Polizei initiiert Kampagne
Da die Tendenz weiter steigend ist, haben das Polizeipräsidium, die Gesellschaft Bürger und Polizei und das Netzwerk gegen Gewalt eine Kampagne initiiert, an der sich der Wiesbadener Kurier beteiligt. „Wir müssen was machen, denn sie wissen nicht, was sie tun“, sagt Müller mit Blick auf die Kinder. So ist die Veranstaltung „Pornografie auf Schülerhandys – und jetzt?“ entstanden: Verschiedene Experten haben im Kulturforum rund 150 Lehrern, Elternteilen und Interessierten vor Augen geführt, wie vielschichtig und brisant das Thema ist.

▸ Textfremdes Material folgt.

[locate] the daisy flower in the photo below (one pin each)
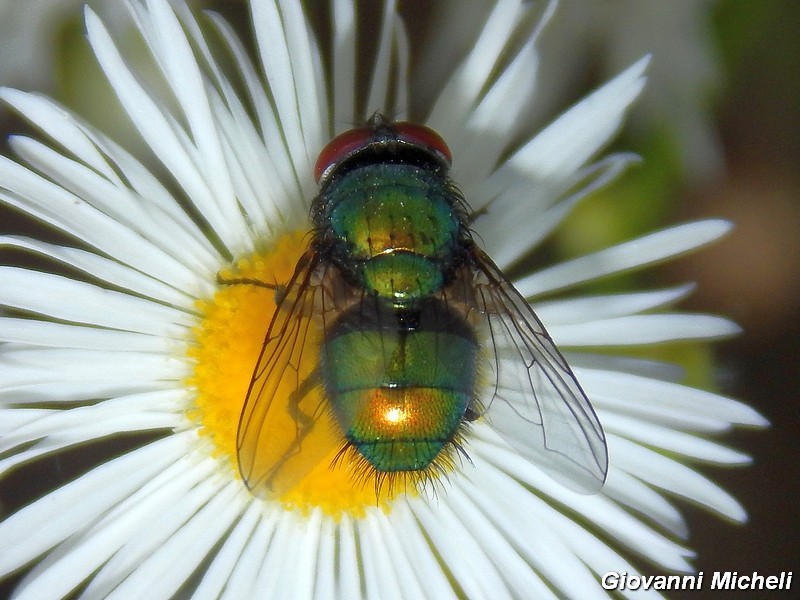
(144, 335)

Allein im Jahr 2021 gab es 352 Fälle von Kinderpornografie (unter 14 Jahre) im Zuständigkeitsbereich des Polizeipräsidiums Westhessen. Bei der Jugendpornografie waren es 99 erfasste Fälle (14 bis 18 Jahre). Tatverdächtige sind meistens die Schülerinnen und Schüler selbst. „Wenn wir von einem Fall mitbekommen, gehen wir auch mit einem Durchsuchungsbeschluss zur Wohnung der Eltern, die oft ahnungslos und überrascht sind. Dann werden alle mobilen Endgeräte überprüft“, erklärt Polizeibeamter Oliver Schächer im Gespräch mit Stefan Schröder. Der frühere VRM-Chefredakteur führt durch den Abend.

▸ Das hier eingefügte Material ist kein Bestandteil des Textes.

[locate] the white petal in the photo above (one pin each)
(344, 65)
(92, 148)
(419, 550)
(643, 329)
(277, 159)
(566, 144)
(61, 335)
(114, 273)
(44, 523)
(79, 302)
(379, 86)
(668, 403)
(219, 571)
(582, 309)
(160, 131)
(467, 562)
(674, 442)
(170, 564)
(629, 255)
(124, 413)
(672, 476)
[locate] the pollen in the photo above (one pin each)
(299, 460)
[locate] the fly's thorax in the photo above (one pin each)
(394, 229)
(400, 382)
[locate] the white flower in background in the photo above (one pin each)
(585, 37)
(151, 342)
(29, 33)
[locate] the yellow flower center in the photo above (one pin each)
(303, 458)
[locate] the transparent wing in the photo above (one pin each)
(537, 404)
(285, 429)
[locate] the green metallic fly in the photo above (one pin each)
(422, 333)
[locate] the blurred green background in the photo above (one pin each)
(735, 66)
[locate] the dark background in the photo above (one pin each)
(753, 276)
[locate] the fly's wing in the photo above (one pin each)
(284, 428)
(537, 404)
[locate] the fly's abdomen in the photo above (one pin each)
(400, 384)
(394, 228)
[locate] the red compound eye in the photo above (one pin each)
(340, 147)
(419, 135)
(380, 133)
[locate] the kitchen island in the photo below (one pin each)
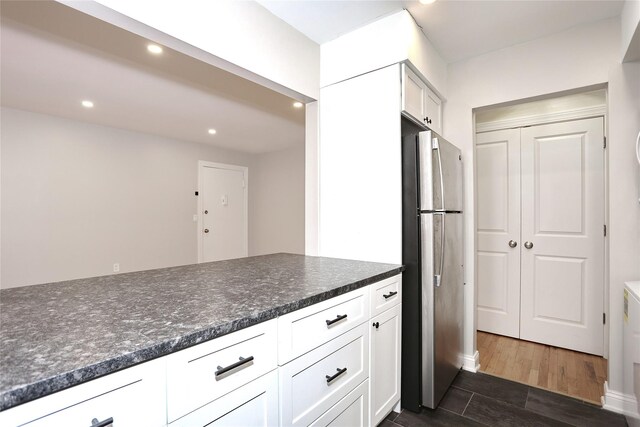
(58, 335)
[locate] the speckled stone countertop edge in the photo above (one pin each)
(29, 392)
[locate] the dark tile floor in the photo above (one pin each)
(484, 400)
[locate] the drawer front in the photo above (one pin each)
(309, 328)
(351, 411)
(254, 404)
(201, 374)
(313, 383)
(132, 397)
(386, 294)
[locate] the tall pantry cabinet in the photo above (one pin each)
(360, 193)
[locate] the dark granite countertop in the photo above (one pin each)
(58, 335)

„Seit 2018 sind die Fallzahlen sprunghaft gestiegen“
Schächer ist Teil der Besonderen Aufbauorganisation BAO Fokus: Diese Einheit im Polizeipräsidium geht unter anderem den vielen Fällen von deutschen Nutzern nach, die das BKA von der amerikanischen Nichtregierungsorganisation NCMEC erhält. Online-Plattformen in den USA müssen dieser Organisation verbotene Inhalte melden. „Seit 2018 sind die Fallzahlen deshalb sprunghaft gestiegen, 2019 um das Dreifache.“
In Deutschland ist der Besitz, das Herstellen und Verbreiten von solchen Aufnahmen verboten – ab 14 Jahren ist man strafmündig. „Wenn es ein jugendlicher Ersttäter ist, führen wir meistens ein erzieherisches Gespräch. Bei Mehrfachtätern können zum Beispiel schon mal Arbeitsstunden drohen“, sagt Schächer.

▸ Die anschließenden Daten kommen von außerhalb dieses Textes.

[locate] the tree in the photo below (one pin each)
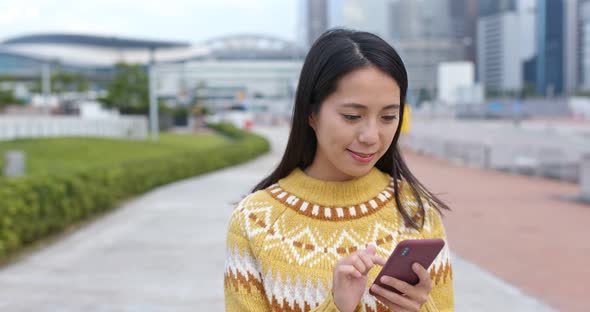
(129, 90)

Einmal in der Welt sind Bilder kaum mehr einzufangen
Wenn ein Fall eines Schülers der Polizei bekannt wird, kommt auch seine Kollegin Cora Geiersbach von der Präventionsabteilung im Haus des Jugendrechts zum Einsatz: Sie besucht zeitnah die betroffenen Schulen. „Wir stellen aber niemanden bloß. Sondern ich spreche allgemein über das Thema, die Gefahren und rege mit Fragen das Gespräch an. Meistens erzählen die Kinder von selbst, was sie schon alles auf ihrem Handy gesehen haben“, erläutert die Polizeioberkommissarin. Sie passe jedoch auf, dass die Gespräche relativ an der Oberfläche bleiben, damit die Kinder nicht zu viel von sich erzählen. Im Zuge der Kampagne werden nun 16 Schulen besucht, um präventiv zu sensibilisieren.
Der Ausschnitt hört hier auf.